Friday, July 8, 2011

Structural change, jobless recoveries and job creation

Structural change has in many ways become synonymous with jobless recoveries and in a way almost a bad word (phrase?).

In an interesting 2003 article, Erica Goshen and Simon Potter ask whether structural change can be responsible for jobless recoveries. Their chart 5 shows that since the recession of the 1980s, the percentage of total employment in industries undergoing structural change has increased substantially - from 50% to 80%



This finding is only suggestive since it doesn’t really get into the root of the problem, that is: What is it about structural change that makes jobs hard to create?

Here is a plot of job openings from JOLTS data via FRED from 2000 to current which seems to indicate that rate of job openings have reached a lower plateau(s).




JOLTS data does not go far back enough for us to see if the pre-2000 era had higher job openings. An indication that this might be true can be gleaned using openings data from the Business Employment Dynamics. Prior to 2000, the openings rate (measure differently as in the JOLTS) hovered between 2.0 and 1.5 percentages points but began declining in 1999 to about 1.0 percent. Because of the large pool of people looking for work, such a small decline can have large effects on the number unemployed and the unemployment rate.

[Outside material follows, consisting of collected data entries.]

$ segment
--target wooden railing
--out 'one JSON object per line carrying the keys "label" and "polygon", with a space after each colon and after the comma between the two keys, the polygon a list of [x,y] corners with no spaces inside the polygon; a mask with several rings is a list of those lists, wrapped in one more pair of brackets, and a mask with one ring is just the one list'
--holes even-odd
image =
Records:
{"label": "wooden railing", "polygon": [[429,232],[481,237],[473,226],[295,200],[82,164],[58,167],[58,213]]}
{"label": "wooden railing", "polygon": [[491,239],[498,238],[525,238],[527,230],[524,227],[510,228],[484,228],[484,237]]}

Data from Business Dynamics Statistics compiled from the Longitudinal Employer-Household Database seems to also tell the same story. The job creation rate has declined over time. The net job creation rate however seems less pessimistic. The net rate subtracts from the job creation rate, the death rate of jobs and seems to indicate that while jobs are indeed harder to create, firms have also become somewhat more resilient in keeping jobs.

Of course, none of these pictures really address why jobs have become harder to create.